Codestin Search App

An easy to use neural networks tool for learning tree-like feedforward architectures with support for dense and sparse inputs.

##Usage

Assume that we want to classify pairs of texts into matching and not matching. This problem may arise in many contexts, for example the first text may be a query, and the second - text of a related or a nonrelated document. In this case we may come up with the following solution. First, we convert the texts to sparse vectors (build a bag of words or trigrams representation). Then, create the learn and validation files (don't forget to shuffle the lines!) in the following format:

1 \t 1 \t 1:1 5:4 6:4 \t 1:4 2:1 5:3

0 \t 1 \t 4:1 1:4 10:4 \t 12:4.1 2:3.1 5:1.5

1 \t 1 \t 1:1 3:4 1:4 \t 3:2 2:1.4 19:1

Each line contains tab-separated columns. Here the first two columns are target and weight correspondingly. They may be followed by any number of columns. Each column contains space-separated values that represent different inputs to the neural network. In this example we have two sparse inputs obtained from the texts (format: feature_index:feature_value).

Now, we can start training a neural network. The tool provides an easy way to specify the architecture of the neural network directly in the command line. For example, we may run the following command:

python unn.py learn -m model.net -f train -t val -i targets:dense:1,weights:dense:1,query:sparse:700000,doc:sparse:700000 -a 'query_embedding=linear(rlu(rlu(query,100),300),300)|doc_embedding=linear(rlu(rlu(doc,100),300),300)|output=sigmoid(rlu(concat(query_embedding,doc_embedding),300),1)|energy=cross_entropy(output,targets,weights)'

Here we specify where to save the model (file 'model.net') - it is where the best model will be occasionally saved, train and validation files, what inputs the train file provide (the first - targets, the second - weights, the third input is a sparse vector 'query' of length 700000, the fourth is a sparse vector 'doc' of length 700000), and the architecture of the neural network. The tool will adjust parameters to minimize variable "energy" (cross_entropy - good for classification). Note that targets and weights are just some input variables, they may be missing if the energy you want to minimize does not depend on them.

A neural network consists of several submodules separated by '|' in the specification. The string 'query_embedding=linear(rlu(rlu(query,100),300), 300)' means that a variable 'query_embedding' is created that is a function of input variable 'query', obtained by applying the affine transformations of size 100 and 300, and rlu nonlinearities. The same is done for 'doc_embedding' as specified in string 'doc_embedding=linear(rlu(rlu(doc,100),300),300)'. The string 'output=sigmoid(dot(left_embedding, right_embedding))' means that we concatenate query_embedding and doc_embedding, apply affine transformation with 300 outputs, apply rlu nonlinearity, then again affine nonlinearity of size 1, and finally take a sigmoid. Thus, the output is a single float named 'output' in the range 0-1, associated with the probability of a match between the texts.

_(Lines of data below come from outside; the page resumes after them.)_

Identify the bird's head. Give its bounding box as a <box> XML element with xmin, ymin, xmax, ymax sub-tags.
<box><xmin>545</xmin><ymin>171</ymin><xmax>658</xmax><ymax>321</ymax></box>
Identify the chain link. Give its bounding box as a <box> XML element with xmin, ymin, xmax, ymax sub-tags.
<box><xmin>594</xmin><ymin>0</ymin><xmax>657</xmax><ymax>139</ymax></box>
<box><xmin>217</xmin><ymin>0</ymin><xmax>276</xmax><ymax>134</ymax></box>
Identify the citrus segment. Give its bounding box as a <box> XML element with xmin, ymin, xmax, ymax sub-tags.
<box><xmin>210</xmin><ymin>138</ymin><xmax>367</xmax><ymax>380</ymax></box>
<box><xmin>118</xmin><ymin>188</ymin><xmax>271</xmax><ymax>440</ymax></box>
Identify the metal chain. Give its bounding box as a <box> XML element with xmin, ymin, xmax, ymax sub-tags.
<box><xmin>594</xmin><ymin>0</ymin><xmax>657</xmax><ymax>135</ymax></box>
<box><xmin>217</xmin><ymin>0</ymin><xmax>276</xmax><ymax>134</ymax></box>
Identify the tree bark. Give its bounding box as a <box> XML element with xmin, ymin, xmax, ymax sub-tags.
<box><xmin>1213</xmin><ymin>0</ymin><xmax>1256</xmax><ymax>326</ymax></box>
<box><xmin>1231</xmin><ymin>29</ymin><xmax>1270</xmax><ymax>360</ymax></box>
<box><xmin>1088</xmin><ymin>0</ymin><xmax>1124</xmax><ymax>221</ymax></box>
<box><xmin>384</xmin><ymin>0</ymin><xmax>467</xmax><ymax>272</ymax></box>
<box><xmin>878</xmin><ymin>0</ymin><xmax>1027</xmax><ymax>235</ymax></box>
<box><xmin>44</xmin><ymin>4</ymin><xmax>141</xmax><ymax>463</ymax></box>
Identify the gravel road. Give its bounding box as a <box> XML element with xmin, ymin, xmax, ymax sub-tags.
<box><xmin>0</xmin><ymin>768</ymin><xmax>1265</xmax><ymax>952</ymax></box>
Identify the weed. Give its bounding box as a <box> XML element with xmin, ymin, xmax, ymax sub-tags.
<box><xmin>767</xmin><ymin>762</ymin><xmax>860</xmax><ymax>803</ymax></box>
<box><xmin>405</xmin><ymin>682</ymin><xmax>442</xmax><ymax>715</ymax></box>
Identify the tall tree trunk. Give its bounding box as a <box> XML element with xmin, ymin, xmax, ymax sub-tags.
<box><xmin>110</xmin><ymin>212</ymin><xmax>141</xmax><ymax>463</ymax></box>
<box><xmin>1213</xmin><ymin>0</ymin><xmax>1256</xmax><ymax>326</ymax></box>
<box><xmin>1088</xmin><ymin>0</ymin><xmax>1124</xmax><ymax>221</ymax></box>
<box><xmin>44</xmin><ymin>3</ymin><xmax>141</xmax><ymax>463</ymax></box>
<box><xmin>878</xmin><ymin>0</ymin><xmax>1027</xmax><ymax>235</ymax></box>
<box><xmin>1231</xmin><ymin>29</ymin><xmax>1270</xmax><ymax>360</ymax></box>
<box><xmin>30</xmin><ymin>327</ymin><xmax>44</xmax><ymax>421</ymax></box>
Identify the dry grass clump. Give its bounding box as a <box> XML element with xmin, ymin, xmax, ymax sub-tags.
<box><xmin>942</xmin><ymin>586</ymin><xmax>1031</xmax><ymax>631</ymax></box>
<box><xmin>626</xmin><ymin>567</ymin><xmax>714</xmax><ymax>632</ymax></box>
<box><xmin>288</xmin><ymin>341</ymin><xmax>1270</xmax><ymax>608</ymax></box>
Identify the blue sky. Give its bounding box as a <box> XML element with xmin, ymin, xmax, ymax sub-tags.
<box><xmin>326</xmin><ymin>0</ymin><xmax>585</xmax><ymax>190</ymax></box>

When we want to apply a trained neural network we can do the following:

python unn.py apply -m model/model.net -o output -d data -i nothing1,nothing2,query,doc -f val.res

Here -o is which variable to output (it can be any named variable, for example 'doc_embedding'), -d - where the file with data is, -i - names the columns of the input file (the model will look only at the columns with the names required for computations. For example, here the model does not need columns 'nothing1' and 'nothing2' and ignores them), -f specifies where to save the result. If you have a model, but don't know the names of its inputs, or its named variables, run 'unn.py describe' to find this out.

It is possible to create a function with shared parameters. For example, the previous example could look as follows:

python unn.py learn -m model.net -f train -t val -i query:sparse:700000,doc:sparse:700000 -a 'embed(input:sparse:700000)=linear(rlu(rlu(input,100),300),300)|query_embedding=embed(query)|doc_embedding=embed(doc)|output=sigmoid(rlu(concat(query_embedding, doc_embedding),300),1)|energy=cross_entropy(output,targets,weights)'

Here function 'embed' is applied to query and doc using the same parameters.

You may specify a different energy for validation (for example, learn using cross entropy, validate using accuracy). The main learning algorithm is sgd. In the learn mode the inputs can be specified in several formats. The full format is name:type:num_features@preprocessor. Preprocessor is valid only for dense inputs and may be 'none', 'scale', 'pca', and "minmax". If you don't know what to choose, use 'scale' (default is none when @preprocessor is omitted - this helps not to scale weights or targets accidentally). When the type is dense, you can actually drop the 'type' and 'num_features' field, they will be inferred from the data. It is not possible to find the number of features for sparse inputs from data, therefore a full format should be used. When shared functions are defined, the input is always specified as name:type:num_features.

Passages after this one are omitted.